Avrupa’da “insanlık jetonu” yeni yeni düşmeye başladı. Amerika’da belki hiç düşmedi.
Avrupa Türkiye’nin dört yıldan bu yana neyi yaşadığını, mülteci akını ülke ülke kapısını çalmaya başladığında anlamış görünüyor.
TV’lerde görüntüleri izliyor olmalısınız: Çoluk-çocuk insanlar Yunanistan, Macaristan, Slovenya, Hırvatistan, Sırbistan sınırlarında kimi bir trene adım atabilmek için çırpınıyor, kimini tel örgüler önünde, kimini onları engellemek için seferber edilen polisler tarafından itilip kakılırken, ordan oraya sürüklenirken görüyorsunuz. Yağmurlar başlamış, kış kapıdan görünüyor ve mülteciler hala yollarda. Onları karların altında birbirine sokulmuş bir sefalet yumağı olarak da mı göreceğiz? Bir Aylan bebek de, Avrupa’nın bilmem neresinde donmuş görüntüsüyle mi yansıyacak ekranlara?
Avrupa telaşlı.
Avrupa panikte.
Ya Türkiye yerine Suriye ile Avrupa sınır olsaydı...

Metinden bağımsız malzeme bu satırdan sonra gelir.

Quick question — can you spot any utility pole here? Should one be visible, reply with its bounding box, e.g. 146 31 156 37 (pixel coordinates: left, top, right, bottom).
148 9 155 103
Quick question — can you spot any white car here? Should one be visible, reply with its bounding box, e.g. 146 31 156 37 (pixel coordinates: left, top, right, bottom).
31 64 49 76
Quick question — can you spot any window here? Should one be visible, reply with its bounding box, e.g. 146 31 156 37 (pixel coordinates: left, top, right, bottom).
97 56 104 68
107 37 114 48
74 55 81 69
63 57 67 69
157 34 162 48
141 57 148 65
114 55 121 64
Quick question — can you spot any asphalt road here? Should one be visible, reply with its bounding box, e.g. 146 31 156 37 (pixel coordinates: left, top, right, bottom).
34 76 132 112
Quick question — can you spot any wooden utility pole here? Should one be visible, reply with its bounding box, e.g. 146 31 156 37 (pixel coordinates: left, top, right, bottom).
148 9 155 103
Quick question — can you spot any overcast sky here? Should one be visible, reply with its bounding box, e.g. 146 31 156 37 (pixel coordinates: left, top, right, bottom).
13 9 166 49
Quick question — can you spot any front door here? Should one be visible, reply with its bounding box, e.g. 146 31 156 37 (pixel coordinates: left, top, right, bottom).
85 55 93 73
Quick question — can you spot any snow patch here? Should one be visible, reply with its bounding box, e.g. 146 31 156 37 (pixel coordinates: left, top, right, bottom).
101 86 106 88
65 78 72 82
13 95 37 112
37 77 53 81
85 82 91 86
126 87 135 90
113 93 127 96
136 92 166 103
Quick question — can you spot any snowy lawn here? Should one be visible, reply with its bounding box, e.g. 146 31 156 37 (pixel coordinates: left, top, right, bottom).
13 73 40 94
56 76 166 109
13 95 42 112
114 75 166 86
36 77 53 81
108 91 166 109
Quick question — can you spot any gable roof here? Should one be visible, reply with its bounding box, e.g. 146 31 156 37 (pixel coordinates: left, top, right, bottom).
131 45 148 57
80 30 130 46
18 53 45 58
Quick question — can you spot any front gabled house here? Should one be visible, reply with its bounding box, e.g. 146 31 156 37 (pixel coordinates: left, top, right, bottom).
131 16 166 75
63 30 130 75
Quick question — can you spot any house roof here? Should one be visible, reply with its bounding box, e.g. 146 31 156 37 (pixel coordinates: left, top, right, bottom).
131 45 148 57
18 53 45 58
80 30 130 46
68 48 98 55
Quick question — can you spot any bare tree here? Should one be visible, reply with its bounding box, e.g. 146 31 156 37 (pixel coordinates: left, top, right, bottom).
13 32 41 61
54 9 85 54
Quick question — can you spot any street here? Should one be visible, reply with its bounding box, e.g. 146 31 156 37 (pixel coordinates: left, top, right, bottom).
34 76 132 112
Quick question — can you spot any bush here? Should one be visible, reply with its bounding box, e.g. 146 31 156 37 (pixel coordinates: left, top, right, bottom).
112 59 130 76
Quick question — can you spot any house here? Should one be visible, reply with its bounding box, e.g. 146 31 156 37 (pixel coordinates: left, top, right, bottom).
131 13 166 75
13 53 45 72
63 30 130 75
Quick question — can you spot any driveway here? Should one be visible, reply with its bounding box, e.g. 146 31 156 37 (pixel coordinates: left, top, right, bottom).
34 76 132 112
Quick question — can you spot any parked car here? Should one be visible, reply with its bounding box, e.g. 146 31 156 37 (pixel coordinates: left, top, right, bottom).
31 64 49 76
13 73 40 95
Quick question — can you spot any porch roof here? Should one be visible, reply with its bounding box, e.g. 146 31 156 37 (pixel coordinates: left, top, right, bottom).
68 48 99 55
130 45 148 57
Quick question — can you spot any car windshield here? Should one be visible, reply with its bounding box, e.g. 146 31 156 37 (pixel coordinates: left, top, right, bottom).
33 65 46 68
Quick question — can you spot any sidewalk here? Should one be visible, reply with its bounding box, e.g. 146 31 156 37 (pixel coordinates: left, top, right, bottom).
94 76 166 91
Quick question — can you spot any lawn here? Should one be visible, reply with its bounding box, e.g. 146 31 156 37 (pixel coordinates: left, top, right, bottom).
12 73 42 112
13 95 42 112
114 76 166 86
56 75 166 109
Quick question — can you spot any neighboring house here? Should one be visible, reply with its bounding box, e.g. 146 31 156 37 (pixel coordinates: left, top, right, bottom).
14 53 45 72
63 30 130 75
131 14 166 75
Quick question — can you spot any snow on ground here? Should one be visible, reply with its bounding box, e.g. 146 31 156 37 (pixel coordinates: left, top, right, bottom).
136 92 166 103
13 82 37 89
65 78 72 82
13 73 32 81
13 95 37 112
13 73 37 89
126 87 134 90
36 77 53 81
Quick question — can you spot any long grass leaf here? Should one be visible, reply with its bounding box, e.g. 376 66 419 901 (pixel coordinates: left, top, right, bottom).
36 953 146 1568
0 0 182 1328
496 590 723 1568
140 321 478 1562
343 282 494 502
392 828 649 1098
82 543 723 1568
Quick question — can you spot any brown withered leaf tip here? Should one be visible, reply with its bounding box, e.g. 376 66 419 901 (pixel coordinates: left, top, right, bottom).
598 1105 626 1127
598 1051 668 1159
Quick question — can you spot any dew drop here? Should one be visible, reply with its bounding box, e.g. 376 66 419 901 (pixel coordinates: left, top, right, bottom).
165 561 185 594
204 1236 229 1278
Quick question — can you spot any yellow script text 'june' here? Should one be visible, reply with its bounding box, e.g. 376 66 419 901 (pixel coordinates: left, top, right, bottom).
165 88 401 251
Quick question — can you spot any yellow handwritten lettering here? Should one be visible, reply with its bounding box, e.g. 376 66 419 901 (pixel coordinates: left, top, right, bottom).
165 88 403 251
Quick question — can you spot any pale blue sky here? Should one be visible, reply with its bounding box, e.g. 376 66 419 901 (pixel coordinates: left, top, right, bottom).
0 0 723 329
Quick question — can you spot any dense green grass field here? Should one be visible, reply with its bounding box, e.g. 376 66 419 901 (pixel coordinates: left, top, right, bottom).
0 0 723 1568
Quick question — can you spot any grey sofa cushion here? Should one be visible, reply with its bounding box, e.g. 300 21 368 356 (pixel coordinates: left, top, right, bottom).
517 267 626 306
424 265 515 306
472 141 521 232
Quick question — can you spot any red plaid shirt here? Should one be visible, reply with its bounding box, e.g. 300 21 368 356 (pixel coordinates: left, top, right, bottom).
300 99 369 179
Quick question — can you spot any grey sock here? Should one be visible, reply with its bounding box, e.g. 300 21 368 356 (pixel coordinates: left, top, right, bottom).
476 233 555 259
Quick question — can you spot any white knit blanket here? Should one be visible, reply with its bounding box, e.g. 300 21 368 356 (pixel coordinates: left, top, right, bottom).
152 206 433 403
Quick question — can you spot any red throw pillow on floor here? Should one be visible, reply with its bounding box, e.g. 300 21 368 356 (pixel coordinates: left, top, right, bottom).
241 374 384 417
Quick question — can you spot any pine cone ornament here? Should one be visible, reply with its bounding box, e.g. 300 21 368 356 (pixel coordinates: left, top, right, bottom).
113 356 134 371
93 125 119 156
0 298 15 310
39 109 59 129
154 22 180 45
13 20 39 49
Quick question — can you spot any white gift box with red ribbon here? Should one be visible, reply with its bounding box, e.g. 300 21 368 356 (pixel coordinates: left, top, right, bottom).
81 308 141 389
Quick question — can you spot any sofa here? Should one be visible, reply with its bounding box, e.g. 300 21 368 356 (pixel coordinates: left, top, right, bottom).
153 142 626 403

Ya 900 kilometrelik sınır Suriye ile Almanya, Fransa arasında olsa ve yüzbinlerce insan Esed teröründen kaçmak için sınırlara yığılsaydı.
İşte Halep... Şu anda bile 35 bin insanın şehri terk etmek zorunda kaldığını bildiriyor Birleşmiş Milletler.
Halep’in çocukları Almanya’nın kapısını çalsaydı şayet...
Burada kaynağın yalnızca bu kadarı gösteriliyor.